Hace días soñé que una mujer de muy baja estatura me enseñaba ruso. En lo que esperábamos a otros alumnos, se paraba frente a mí en la entrada del salón de clase, sin dejarme pasar, y me iba pidiendo que repitiera palabras. Yo las repetía con gusto y cierta facilidad: eran palabras de sonidos siseantes y chisporroteantes; al decirlas sentía una alegría gustosa, como si saboreara un curioso banquete de palabras. Pero sólo las podía decir una vez; en cuanto terminaba de repetir cada palabra, la olvidaba. La mujer nunca regresaba a la palabra olvidada; pronunciaba otra, que yo repetía con gusto y, de nuevo, la sentía desaparecer adentro de mí, con tristeza. No sé cuántas horas repetí y olvidé las palabras de la maestra de ruso; el tiempo de los sueños es chicloso y a veces una experiencia de angustia o confusión que nos parece eterna dura en realidad un par de segundos. Mis compañeros de la clase soñada nunca llegaron. Nunca entré al salón, ni conservé las palabras aprendidas.

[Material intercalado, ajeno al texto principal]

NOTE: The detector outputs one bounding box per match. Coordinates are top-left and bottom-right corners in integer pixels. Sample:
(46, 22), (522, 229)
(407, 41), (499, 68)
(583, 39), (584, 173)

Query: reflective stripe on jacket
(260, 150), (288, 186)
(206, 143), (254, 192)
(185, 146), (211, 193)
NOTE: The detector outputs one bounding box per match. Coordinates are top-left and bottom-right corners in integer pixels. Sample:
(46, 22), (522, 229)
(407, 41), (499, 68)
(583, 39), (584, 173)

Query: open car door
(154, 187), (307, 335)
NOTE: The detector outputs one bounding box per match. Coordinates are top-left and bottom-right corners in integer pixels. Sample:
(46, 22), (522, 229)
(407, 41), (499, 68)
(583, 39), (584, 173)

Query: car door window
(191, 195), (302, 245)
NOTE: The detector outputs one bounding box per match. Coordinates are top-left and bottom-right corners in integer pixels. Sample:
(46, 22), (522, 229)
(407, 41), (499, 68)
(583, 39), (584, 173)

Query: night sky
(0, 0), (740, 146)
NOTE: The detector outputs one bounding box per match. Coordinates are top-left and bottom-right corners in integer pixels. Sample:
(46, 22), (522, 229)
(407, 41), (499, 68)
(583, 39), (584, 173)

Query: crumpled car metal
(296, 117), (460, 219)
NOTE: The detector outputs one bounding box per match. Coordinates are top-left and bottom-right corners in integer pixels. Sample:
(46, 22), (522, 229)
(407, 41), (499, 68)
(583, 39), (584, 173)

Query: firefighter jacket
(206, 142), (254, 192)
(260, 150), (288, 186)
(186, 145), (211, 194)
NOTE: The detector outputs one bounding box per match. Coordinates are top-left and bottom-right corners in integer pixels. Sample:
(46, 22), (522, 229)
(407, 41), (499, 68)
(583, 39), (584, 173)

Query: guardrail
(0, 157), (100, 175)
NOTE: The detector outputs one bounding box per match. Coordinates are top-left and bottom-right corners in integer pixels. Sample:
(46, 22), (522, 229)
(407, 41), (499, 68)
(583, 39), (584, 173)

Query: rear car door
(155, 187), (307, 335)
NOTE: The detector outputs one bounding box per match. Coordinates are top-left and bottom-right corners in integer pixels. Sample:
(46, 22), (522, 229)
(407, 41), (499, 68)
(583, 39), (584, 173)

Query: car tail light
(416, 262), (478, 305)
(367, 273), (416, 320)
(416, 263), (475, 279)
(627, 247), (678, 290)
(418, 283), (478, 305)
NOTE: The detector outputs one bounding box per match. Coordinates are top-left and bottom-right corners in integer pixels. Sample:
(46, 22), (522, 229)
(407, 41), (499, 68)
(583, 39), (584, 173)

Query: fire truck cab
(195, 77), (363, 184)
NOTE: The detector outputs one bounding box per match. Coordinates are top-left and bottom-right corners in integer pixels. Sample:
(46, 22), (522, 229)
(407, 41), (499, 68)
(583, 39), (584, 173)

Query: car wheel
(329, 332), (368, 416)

Más allá de las interpretaciones psicoanalíticas, los sueños siempre tienen para mí algo de mensaje misterioso o de novela de Graham Greene. Especialmente éste: pensé que la mujer de mi sueño podía ser mi madre, pues no era muy alta y en su juventud aprendió ruso, cuando trabajaba como secretaria en la embajada checoeslovaca para unos funcionarios que en su país de origen habían tenido los empleos más humildes y, según nos contaba ella, en las grandes recepciones contrastaban mucho con los grandes diplomáticos del resto de las embajadas. En el México de los cincuenta, mi madre pertenecía al mundo del otro lado de la Cortina de Hierro –la cortina existía también aquí, aunque no la viéramos–,  aprendía ruso, como hubiera podido ocurrir en una novela de Graham Green si aparte de todo hubiera sido espía, lo cual habría teñido nuestras vidas de emociones hitchcockeanas aunque del bando opuesto, que por suerte no vivimos. Por otra parte, para cuando mis hermanos y yo nacimos, ya no quedaba rastro de aquella vida suya en el aciago mundo de la Guerra fría; si acaso los ejemplares del Boletín de la URSS que le llegaban a papá en un muy buen español –los traducía, creo, una refugiada española–, ilustrados con fotografías en technicolor de películas para mí inimaginables. Sin embargo, de vez en cuando brotaba de algún rincón el cuaderno en el que mamá anotó con gran cuidado y aplicación sus lecciones de ruso, el alfabeto cirílico muy bien trazado, las equivalencias, misteriosas para mí, entre dibujos y palabras. ¿A quién le habría dicho aquellas palabras?, ¿habría usado alguna vez sus lecciones de ruso en alguna conversación a la mitad de un coctel de la embajada (¿gusta un camarón? Spasiva, tovarich)? Mamá ya no está en el mundo para preguntarle.

Si algo simpático tienen las lecciones de idiomas –tan distintas a la experiencia del que vive en otro país y no le queda más remedio que aprender la lengua como quitando piedras para poder caminar–, son esas conversaciones imposibles con ingleses, franceses o italianos teóricos. Mi hermana y yo aprendimos a decir en alemán que hoy mismo salíamos a Franckfurt, para ir mañana temprano a Hamburgo. “Luego me regreso a casa”, añadíamos. Nunca se lo hemos dicho a nadie, ni nuestras vidas son tan mundanas. Pero confieso que el ruso –y la ilusión de poder conocer, algún día, San Petersburgo– siempre me ha dado curiosidad (simple curiosidad: algún pedante diría que para poder leer a Dostoievsky y a Tolstói en su idioma o algo así; la verdad no llego a tanto y me conformo con leerlos bien traducidos). Un día, hace como cuatro años, busqué en Youtube clases de ruso; quizá, pensé, lograré hacer decir algunas palabras a unos rusos teóricos en alguna novela de espías. Encontré múltiples lecciones. Elegí una en la que una chica muy mona pedía a los alumnos virtuales del otro lado de la pantalla que repitiéramos los más sencillos, primeros, elementales saludos. No logré decir nada –además de sentirme bastante rara–, pues no entendía con qué parte de la boca o la garganta debía pronunciar las sílabas. Luego de algunos intentos infructuosos, lo dejé por la paz. Esa vez pensé que sin duda necesitaría un maestro presente, que me fuera guiando por los sonidos de las palabras, como la mujer de mi sueño. También, debo confesarlo, las olvidaba nada más decirlas, como si se cerrara la puerta de un salón al que nunca se logra entrar, como aquella casa enorme –¿se acuerdan?– de la embajada rusa.